The point of origin for Macomb County’s mile roads is marked by a medallion which was embedded in a stone walkway in Campus Martius Park in Detroit in 1806. This created Detroit’s coordinate system. While Ford Road in Detroit marks the first mile road, 50 Mile, or Bowers Road, in Lapeer County marks the end of the mile roads.
Many of Macomb County’s mile roads were called different names by local residents who often identified roads by the name of the person who owned the surrounding land. The mile roads are also known by different names in adjacent counties.
Eight Mile Road is the border line between Macomb and Wayne counties. It was also called Base Line, as it is located along Michigan’s baseline that runs from Michigan’s east to west lake shores. In the past, Eight Mile was significant as both a physical and cultural dividing line between Detroit and Macomb County’s suburbs. Eminem’s movie and soundtrack “8 Mile” debuted in 2002, bringing further notoriety to the road.
Nine Mile Road was also known as School Road in Halfway (now Eastpointe) for the two schools located there, while east of Harper it was called Defer Road after the Defer family. Ten Mile Road was called both Kern and Labadie Road after the families who resided there.
Eleven Mile Road was called Townhall Road for Erin Township’s old town hall at Gratiot and 11 Mile. There were five Champine (Champagne) families living on 12 Mile in 1875, and so the road was named Champine. Thirteen Mile Road was named for the Meloche family, and 14 Mile Road was called Townline Road, as it was the dividing line between Clinton and Erin townships. Fifteen Mile Road was referred to as Wolf Road for reasons unknown.
Hall Road, neither officially designated nor referred to as 20 Mile Road, was named after early settler John Hall whose farm was located at Hall and Fairchild Road. In 1937, Hall Road east of Gratiot to Lake St. Clair was named the William P. Rosso Highway in honor of the first Macomb County road commissioner.
Shoemaker, or 21 Mile Road, was named after Henry Shoemaker of Chesterfield Township. Twenty-Three Mile Road was called Coldwater Road east of Gratiot for the teetotal residents and Whiskey Road west of Gratiot for the whiskey lovers who resided there. It was also called Telegraph Road for a brief period after the county’s first telegraph lines were installed along the length of the road.
Twenty-Four Mile Road was aptly named Cemetery Road for the four cemeteries located on it, while 27 Mile Road was called Davis and Stone Road after residents. Twenty-Eight Mile Road was called Mt. Vernon, Gass and Waldon Road, and 29 Mile Road was called Ray Center, Knight and Irish Road in the past. Thirty Mile Road was called both Church Road and Sykes after the Sykes family of Washington, and 31 Mile was also known as Hart Road.
Thirty-Three Mile was called Clay Road as well as Schooley Road for Isaac and Ann Schooley. Thirty-Six Mile was called Dewey after the Bruce Township Dewey family.
A trip down County Line Road, between 26 and 32 Mile roads, has an interesting display of road signs with the mile road number signs boldly posted on Macomb’s west side of the road and the colorful local names on St. Clair’s east side.

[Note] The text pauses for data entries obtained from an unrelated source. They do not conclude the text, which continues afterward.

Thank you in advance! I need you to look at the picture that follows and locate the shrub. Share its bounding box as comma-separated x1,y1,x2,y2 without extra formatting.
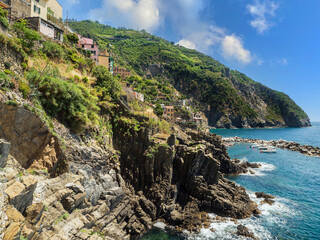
27,69,99,131
82,77,89,83
0,8,9,29
66,34,79,44
19,81,31,99
92,65,121,99
41,41,65,59
0,71,15,90
154,103,163,117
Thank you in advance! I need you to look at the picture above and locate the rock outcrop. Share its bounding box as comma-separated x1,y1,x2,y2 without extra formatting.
0,98,259,240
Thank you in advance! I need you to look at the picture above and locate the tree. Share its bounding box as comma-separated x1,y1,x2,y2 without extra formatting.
154,103,163,117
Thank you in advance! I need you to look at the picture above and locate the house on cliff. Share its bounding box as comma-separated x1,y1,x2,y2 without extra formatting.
113,67,131,78
26,0,64,42
77,34,99,64
0,0,64,42
0,0,31,21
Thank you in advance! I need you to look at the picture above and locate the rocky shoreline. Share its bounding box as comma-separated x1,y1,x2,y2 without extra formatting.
222,137,320,157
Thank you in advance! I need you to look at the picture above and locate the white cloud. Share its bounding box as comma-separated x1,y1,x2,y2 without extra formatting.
89,0,252,64
67,0,80,6
247,0,279,34
176,39,196,49
89,0,160,31
222,34,252,64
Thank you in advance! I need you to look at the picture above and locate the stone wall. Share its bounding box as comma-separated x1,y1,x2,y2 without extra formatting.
11,0,31,19
0,39,23,74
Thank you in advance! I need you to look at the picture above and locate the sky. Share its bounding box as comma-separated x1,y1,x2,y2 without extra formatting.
59,0,320,121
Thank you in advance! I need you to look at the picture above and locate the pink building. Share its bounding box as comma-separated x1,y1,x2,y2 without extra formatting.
77,34,99,63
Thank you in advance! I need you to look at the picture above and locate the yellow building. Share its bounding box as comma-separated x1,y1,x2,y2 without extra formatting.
48,0,63,19
99,50,110,69
31,0,48,20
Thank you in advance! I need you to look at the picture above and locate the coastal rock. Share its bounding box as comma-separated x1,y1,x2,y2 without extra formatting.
5,176,37,213
0,139,11,168
237,225,257,239
255,192,275,205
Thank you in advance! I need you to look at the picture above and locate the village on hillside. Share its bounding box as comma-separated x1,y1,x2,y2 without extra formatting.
0,0,207,128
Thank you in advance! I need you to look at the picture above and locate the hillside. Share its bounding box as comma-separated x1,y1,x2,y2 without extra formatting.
70,21,310,128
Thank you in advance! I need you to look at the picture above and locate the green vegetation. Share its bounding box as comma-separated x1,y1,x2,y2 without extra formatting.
0,8,9,29
70,21,307,124
0,71,15,90
153,103,163,117
66,34,79,44
27,69,99,131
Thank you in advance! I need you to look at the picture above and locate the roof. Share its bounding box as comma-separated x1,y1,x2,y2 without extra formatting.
78,35,94,45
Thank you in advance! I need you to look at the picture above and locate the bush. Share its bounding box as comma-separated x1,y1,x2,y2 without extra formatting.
0,71,15,90
92,65,121,99
41,41,65,59
66,34,79,44
19,81,31,99
27,69,99,131
154,103,163,117
0,7,9,29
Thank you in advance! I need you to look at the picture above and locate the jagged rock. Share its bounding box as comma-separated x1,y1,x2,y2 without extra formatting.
167,134,176,146
255,192,275,205
0,139,11,168
237,225,257,239
26,203,45,224
5,176,37,213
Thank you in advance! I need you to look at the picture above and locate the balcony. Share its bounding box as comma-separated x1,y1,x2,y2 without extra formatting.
0,0,11,8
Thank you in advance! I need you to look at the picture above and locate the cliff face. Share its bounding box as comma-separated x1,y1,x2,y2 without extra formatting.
0,94,258,240
71,21,310,128
205,74,311,128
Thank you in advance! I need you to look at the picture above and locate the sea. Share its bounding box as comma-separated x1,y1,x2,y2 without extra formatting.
141,122,320,240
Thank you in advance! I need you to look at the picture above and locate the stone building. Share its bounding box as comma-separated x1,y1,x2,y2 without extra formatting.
98,50,111,71
0,0,31,21
31,0,48,20
113,67,131,78
26,17,64,42
77,34,99,64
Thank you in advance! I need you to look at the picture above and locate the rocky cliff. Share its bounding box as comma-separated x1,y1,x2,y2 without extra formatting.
0,93,259,240
71,21,310,128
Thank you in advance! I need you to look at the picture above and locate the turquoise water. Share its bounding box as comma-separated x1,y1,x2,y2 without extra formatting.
142,123,320,240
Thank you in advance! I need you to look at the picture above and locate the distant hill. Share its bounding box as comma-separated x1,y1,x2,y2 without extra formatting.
69,21,310,128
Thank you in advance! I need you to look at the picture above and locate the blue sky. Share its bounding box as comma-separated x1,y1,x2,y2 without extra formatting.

Macomb’s mile roads, as they intersect through every city, village and township, played an important role in the formation of our communities. The diversity of Macomb County can be seen as one drives from mile road to mile road, traveling through the suburbs to the farmland of northern Macomb.
Cynthia S. Donahue is a historian for Macomb County Facilities and Operations. This article was featured in Macomb Matters in April 2015.